The long, skinny frankfurters and wieners earnt the nickname “dachshunds” and were sold in rolls as “varme hundes”. The translation, “hot dog”, stuck and their fame was assured when a bloke named Harry M Stevens, who sold programs at baseball games, started also selling hot dogs at New York Giants home games in 1901. When the Giants and borough-neighbours the Brooklyn Dodgers were relocated to California in 1957 the hot dog went with them. Today, no trip to watch the Dodgers play in LA is complete without trying a Dodger dog.
I tried one and eating it was a challenge – the long dog dangles out of the steamed roll and is slathered in ketchup, gherkin relish mustard and diced onions. It was good but no Danish pølse (as they’re called in Copenhagen).
I have a frame of reference, having tasted many of the famous hot dogs in the US. I’ve queued for an hour to get one from LA’s favourite dog pound, Pink’s. I’ve tried a Coney Island red dog from pioneer Nathan’s and earnt indigestion from my obsession by eating everything from a NYC dog with sauerkraut, brown mustard and onions to a chilli dog way too fast.
Copenhagen’s love affair with the hot dog began in 1921 when the government granted licences for pølsevogn, the street carts that are still wheeled into position around the city each morning. In a time before Thai and Chinese takeaway, the hot dog was Copenhagen’s fast food and still is the essential snack after a night at the clubs or out drinking Carlsberg. Tick both boxes – that’s when I first had mine, from the famed John’s cart outside the main station.

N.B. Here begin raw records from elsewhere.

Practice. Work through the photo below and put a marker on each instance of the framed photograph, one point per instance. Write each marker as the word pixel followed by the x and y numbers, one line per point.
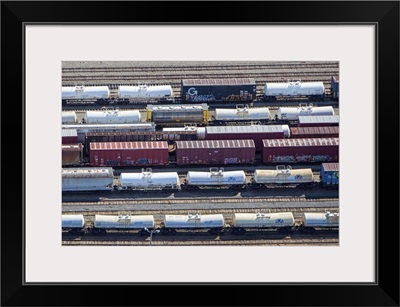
pixel 38 37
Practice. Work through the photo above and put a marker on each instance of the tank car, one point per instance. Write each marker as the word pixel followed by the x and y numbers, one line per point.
pixel 87 179
pixel 145 93
pixel 293 114
pixel 80 94
pixel 112 116
pixel 242 113
pixel 283 176
pixel 213 223
pixel 311 221
pixel 68 117
pixel 184 133
pixel 282 221
pixel 73 223
pixel 218 90
pixel 296 89
pixel 215 177
pixel 104 223
pixel 147 180
pixel 177 114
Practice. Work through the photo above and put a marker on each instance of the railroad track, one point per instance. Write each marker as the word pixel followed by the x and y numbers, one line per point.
pixel 214 200
pixel 226 212
pixel 193 238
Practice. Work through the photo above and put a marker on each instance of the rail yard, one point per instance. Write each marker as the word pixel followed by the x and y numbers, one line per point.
pixel 200 153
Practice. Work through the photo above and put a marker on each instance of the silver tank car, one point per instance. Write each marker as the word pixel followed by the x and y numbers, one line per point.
pixel 242 113
pixel 147 180
pixel 68 117
pixel 280 220
pixel 293 114
pixel 123 221
pixel 112 117
pixel 294 89
pixel 180 113
pixel 283 176
pixel 85 92
pixel 215 177
pixel 310 221
pixel 87 179
pixel 178 133
pixel 145 92
pixel 70 221
pixel 212 222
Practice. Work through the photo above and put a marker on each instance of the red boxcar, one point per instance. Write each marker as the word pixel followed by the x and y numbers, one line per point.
pixel 71 154
pixel 129 153
pixel 215 152
pixel 255 132
pixel 301 150
pixel 318 121
pixel 314 132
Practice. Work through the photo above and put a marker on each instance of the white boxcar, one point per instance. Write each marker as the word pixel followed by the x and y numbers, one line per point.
pixel 145 92
pixel 85 92
pixel 87 179
pixel 215 177
pixel 282 175
pixel 194 221
pixel 320 220
pixel 294 89
pixel 147 180
pixel 123 221
pixel 112 117
pixel 68 117
pixel 263 220
pixel 174 134
pixel 72 221
pixel 294 113
pixel 242 113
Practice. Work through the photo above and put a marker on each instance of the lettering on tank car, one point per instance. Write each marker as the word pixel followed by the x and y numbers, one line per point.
pixel 144 161
pixel 231 160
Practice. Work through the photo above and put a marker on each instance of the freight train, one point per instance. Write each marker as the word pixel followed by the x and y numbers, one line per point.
pixel 250 147
pixel 90 179
pixel 201 90
pixel 166 115
pixel 212 223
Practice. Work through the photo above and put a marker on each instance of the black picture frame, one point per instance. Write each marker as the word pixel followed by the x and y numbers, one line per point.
pixel 383 14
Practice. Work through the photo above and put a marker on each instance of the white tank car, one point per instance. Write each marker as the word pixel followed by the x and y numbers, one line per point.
pixel 145 92
pixel 87 179
pixel 283 175
pixel 320 220
pixel 68 117
pixel 194 221
pixel 85 92
pixel 174 134
pixel 123 221
pixel 215 177
pixel 242 113
pixel 147 180
pixel 294 89
pixel 69 221
pixel 294 113
pixel 263 220
pixel 112 117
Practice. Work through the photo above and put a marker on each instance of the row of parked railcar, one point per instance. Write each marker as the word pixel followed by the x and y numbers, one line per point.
pixel 203 152
pixel 201 90
pixel 89 179
pixel 197 114
pixel 213 223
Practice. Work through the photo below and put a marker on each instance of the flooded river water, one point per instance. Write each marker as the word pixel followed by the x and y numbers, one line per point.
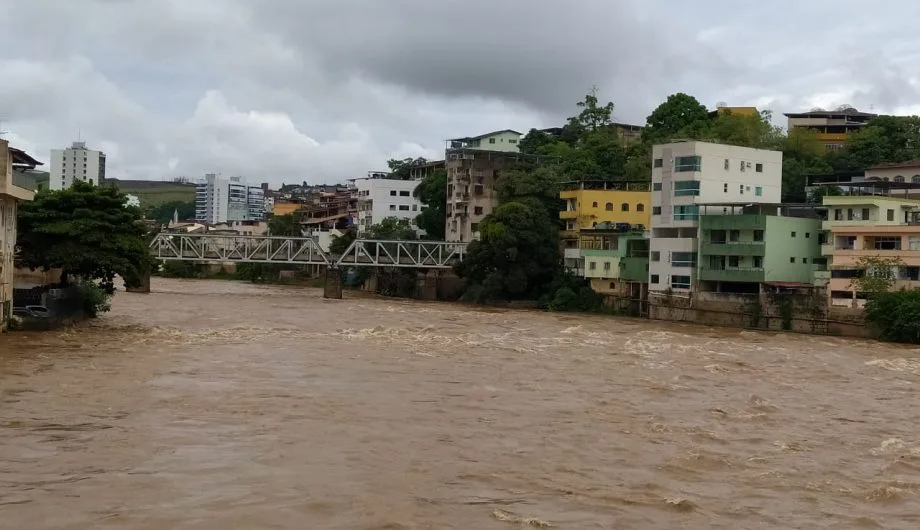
pixel 219 405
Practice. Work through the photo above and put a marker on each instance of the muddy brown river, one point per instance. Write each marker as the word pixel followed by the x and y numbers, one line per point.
pixel 216 405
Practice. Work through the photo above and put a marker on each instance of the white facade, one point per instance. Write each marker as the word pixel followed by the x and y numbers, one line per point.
pixel 218 200
pixel 379 199
pixel 688 174
pixel 76 163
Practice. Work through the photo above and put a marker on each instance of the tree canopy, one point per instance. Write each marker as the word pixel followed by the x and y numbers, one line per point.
pixel 87 231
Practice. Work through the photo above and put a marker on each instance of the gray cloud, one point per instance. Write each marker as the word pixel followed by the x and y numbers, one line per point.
pixel 317 90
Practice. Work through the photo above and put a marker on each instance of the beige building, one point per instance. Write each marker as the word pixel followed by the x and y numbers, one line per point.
pixel 473 165
pixel 12 191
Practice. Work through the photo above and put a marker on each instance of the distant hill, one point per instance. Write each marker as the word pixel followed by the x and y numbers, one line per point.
pixel 154 193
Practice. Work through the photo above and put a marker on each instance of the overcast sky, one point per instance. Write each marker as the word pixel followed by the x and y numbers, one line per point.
pixel 323 90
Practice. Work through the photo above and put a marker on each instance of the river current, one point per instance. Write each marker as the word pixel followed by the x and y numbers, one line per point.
pixel 214 405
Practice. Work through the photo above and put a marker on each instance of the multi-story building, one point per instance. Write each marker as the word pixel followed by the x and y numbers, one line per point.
pixel 759 243
pixel 12 191
pixel 218 200
pixel 870 226
pixel 688 174
pixel 589 204
pixel 380 198
pixel 473 165
pixel 76 163
pixel 832 127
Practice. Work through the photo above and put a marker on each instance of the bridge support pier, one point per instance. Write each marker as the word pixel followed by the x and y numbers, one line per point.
pixel 144 287
pixel 333 286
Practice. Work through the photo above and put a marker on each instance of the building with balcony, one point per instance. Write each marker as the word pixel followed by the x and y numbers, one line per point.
pixel 12 192
pixel 473 165
pixel 379 198
pixel 76 163
pixel 759 244
pixel 219 200
pixel 687 175
pixel 613 257
pixel 832 127
pixel 870 226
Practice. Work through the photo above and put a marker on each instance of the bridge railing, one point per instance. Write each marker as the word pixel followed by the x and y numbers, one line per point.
pixel 304 250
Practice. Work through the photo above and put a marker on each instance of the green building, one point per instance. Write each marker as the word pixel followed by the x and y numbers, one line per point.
pixel 761 244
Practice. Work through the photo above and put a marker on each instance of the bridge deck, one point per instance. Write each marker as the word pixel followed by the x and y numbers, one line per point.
pixel 305 251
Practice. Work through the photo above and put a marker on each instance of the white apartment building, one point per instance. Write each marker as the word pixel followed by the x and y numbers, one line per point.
pixel 76 163
pixel 219 200
pixel 379 198
pixel 688 174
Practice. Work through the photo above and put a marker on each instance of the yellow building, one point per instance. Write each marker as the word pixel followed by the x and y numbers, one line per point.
pixel 831 127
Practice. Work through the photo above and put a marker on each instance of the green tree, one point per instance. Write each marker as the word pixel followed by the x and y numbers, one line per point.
pixel 401 169
pixel 86 231
pixel 283 225
pixel 516 257
pixel 163 213
pixel 432 193
pixel 895 316
pixel 679 116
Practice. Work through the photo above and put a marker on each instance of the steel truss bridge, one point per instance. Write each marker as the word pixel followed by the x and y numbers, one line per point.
pixel 305 251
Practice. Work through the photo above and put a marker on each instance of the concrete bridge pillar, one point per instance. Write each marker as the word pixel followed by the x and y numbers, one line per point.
pixel 333 286
pixel 144 287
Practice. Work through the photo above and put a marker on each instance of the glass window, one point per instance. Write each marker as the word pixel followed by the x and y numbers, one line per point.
pixel 686 188
pixel 687 163
pixel 690 212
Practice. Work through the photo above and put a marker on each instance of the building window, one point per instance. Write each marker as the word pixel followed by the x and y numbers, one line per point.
pixel 687 163
pixel 683 259
pixel 687 213
pixel 686 188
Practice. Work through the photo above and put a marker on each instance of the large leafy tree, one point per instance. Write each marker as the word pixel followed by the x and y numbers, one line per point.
pixel 86 231
pixel 432 192
pixel 516 257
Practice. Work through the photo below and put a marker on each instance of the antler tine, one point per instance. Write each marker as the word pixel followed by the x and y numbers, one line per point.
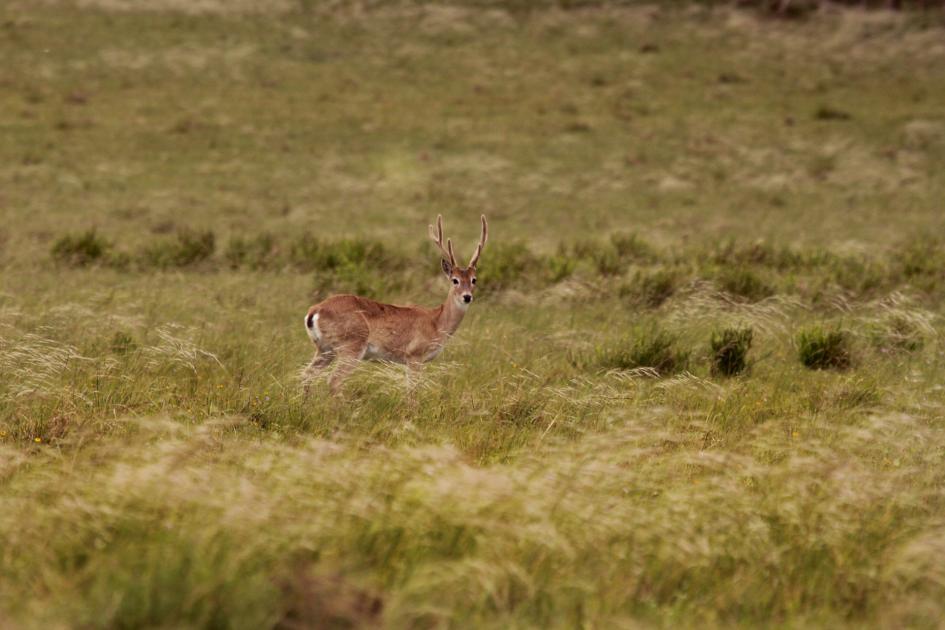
pixel 437 236
pixel 482 241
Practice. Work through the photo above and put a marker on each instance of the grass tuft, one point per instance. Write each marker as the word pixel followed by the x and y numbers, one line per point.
pixel 729 349
pixel 819 348
pixel 80 250
pixel 648 348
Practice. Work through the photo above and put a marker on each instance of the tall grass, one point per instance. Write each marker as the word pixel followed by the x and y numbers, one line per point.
pixel 660 217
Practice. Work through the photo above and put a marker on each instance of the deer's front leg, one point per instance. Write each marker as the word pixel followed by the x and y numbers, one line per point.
pixel 413 369
pixel 321 361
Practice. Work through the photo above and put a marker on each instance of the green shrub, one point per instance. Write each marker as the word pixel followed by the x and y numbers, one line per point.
pixel 255 253
pixel 650 288
pixel 559 267
pixel 632 247
pixel 820 349
pixel 507 266
pixel 187 249
pixel 859 275
pixel 896 333
pixel 729 348
pixel 922 261
pixel 311 254
pixel 744 283
pixel 80 250
pixel 649 348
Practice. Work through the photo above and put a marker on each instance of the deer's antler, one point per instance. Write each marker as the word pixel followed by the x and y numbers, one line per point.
pixel 482 241
pixel 437 236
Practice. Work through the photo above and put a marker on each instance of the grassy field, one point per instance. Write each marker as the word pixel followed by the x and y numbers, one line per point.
pixel 702 384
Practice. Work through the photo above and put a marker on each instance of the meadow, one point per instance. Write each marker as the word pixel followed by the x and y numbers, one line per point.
pixel 702 384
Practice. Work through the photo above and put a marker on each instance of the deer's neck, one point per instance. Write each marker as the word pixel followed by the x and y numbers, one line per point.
pixel 449 316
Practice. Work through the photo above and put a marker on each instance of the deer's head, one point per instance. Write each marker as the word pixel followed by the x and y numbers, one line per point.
pixel 462 279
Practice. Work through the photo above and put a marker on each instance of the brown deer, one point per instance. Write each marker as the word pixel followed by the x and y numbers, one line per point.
pixel 350 328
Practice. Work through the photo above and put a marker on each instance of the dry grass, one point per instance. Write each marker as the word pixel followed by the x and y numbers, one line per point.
pixel 160 467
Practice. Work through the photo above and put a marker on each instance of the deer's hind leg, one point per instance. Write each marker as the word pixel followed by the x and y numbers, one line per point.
pixel 348 358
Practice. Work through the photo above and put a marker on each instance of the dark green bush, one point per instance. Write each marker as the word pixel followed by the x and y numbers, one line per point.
pixel 922 262
pixel 859 274
pixel 648 348
pixel 186 249
pixel 80 250
pixel 896 333
pixel 744 283
pixel 650 288
pixel 258 252
pixel 820 349
pixel 729 348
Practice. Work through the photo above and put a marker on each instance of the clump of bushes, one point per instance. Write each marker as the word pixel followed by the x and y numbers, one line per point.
pixel 311 254
pixel 507 265
pixel 744 283
pixel 922 262
pixel 650 288
pixel 188 248
pixel 729 349
pixel 612 257
pixel 80 250
pixel 256 253
pixel 819 348
pixel 859 274
pixel 896 333
pixel 648 348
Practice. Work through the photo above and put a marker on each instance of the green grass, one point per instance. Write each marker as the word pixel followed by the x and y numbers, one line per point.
pixel 177 187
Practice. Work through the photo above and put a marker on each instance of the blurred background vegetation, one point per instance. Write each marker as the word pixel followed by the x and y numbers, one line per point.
pixel 701 384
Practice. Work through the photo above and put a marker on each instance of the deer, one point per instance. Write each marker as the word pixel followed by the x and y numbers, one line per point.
pixel 348 329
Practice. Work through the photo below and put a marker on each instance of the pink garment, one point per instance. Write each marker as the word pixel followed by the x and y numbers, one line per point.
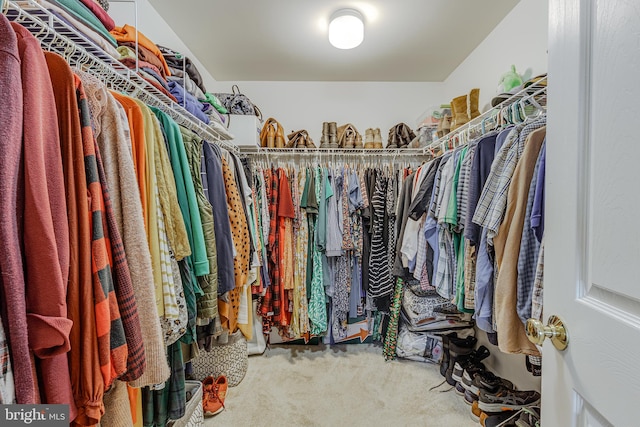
pixel 11 208
pixel 100 13
pixel 45 227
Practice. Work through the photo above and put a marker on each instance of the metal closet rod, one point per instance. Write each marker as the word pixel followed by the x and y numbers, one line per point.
pixel 56 36
pixel 534 92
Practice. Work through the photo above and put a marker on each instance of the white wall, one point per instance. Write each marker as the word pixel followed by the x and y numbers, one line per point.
pixel 520 39
pixel 152 25
pixel 305 105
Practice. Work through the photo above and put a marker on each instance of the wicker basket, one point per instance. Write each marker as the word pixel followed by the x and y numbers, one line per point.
pixel 193 415
pixel 230 360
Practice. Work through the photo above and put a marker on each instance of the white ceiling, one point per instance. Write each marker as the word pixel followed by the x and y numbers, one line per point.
pixel 286 40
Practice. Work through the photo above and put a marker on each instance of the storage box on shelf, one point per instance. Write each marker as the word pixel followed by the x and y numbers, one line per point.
pixel 245 130
pixel 57 36
pixel 193 415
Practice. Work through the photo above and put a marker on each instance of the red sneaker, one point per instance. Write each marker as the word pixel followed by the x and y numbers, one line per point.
pixel 211 402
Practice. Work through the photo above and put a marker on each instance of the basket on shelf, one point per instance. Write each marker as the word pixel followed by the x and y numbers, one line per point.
pixel 230 359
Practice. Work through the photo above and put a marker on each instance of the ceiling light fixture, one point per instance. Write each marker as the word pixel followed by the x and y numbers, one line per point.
pixel 346 29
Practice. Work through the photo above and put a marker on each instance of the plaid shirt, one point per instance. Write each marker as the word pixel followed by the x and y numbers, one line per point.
pixel 493 201
pixel 271 306
pixel 112 345
pixel 528 256
pixel 170 402
pixel 464 182
pixel 136 361
pixel 7 388
pixel 538 286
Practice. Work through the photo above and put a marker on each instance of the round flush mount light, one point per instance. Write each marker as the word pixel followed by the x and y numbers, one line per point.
pixel 346 29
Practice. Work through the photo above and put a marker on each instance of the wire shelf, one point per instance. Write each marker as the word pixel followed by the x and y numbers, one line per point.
pixel 55 35
pixel 531 98
pixel 275 152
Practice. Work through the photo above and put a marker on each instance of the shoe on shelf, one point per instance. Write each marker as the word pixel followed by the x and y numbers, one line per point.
pixel 476 413
pixel 214 392
pixel 483 380
pixel 358 141
pixel 470 398
pixel 480 416
pixel 333 135
pixel 506 399
pixel 459 112
pixel 392 140
pixel 502 419
pixel 471 363
pixel 474 98
pixel 459 348
pixel 222 385
pixel 324 138
pixel 368 138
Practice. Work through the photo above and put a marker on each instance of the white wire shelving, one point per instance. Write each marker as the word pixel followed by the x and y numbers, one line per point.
pixel 56 35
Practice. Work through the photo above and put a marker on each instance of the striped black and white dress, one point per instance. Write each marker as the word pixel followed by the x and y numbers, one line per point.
pixel 380 283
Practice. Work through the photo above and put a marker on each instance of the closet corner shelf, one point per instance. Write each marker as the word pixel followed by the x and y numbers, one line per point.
pixel 55 35
pixel 362 152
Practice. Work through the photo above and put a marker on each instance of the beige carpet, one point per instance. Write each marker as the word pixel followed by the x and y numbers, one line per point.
pixel 348 385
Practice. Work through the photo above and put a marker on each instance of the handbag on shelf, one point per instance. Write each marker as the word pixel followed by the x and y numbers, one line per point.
pixel 237 103
pixel 272 134
pixel 400 136
pixel 300 139
pixel 349 137
pixel 257 344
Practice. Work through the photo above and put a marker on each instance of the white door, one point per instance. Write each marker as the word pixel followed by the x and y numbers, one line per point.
pixel 592 233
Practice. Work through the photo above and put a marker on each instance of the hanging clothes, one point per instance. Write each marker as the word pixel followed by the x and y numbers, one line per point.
pixel 45 230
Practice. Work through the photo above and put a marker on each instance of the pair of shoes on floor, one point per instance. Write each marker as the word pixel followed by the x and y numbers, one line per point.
pixel 528 416
pixel 214 392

It’s a simple choice between a French-style pølse slipped into a snug hole pierced in the bun (usually with a creamy dressing squirt in the hole first, but ketchup isn’t frowned upon), a fancier frankfurt or the classic røde or red dog. I haven’t wavered since that first time going for the classic ristet or roasted hot dog whether I’m back at John’s or any of the 50 or so other carts around town.
Some say John’s isn’t what it was without the grumpy old bloke cramped in the van, and that trendier pølsevogn have come along like Den Økologiske Pølsemand with its organic menu and dogs served with everything from mashed roots to stewed kale. And now you’ll find dogs made of proteins other than just pork – think goat, beef or chicken – and flavoured with more than the usual whisper of allspice, cardamom, nutmeg or beech-smoke.
Now, I can understand why you might get jack of slinging dogs. I once spent a sweltering day making dogs in a tiny Danish hot dog stand about the size of one of Kenny’s festival toilets. I was stooped, assembling dogs with what I see as the classic garnish – and the thing that makes a Danish dog stand out – a smear of creamy rémoulade, topped with lightly pickled onion, golden crisp onion and a crunchy dill pickles. Yes, there’s mustard and ketchup if you want it. I say “yes” to the former and “no” to the latter.
Even if it’s a million miles from the plates of shaved musk ox and pretty, doll-house constructions of golden roe from Bornholm and wild mulberries served in those renowned fine-diners, I still reckon Copenhagen’s hot dogs are a dish well worth travelling for. And, even better, when you leave Copenhagen there’s a rather good commercial hot dog stand at the airport for your last bite of a true Danish favourite.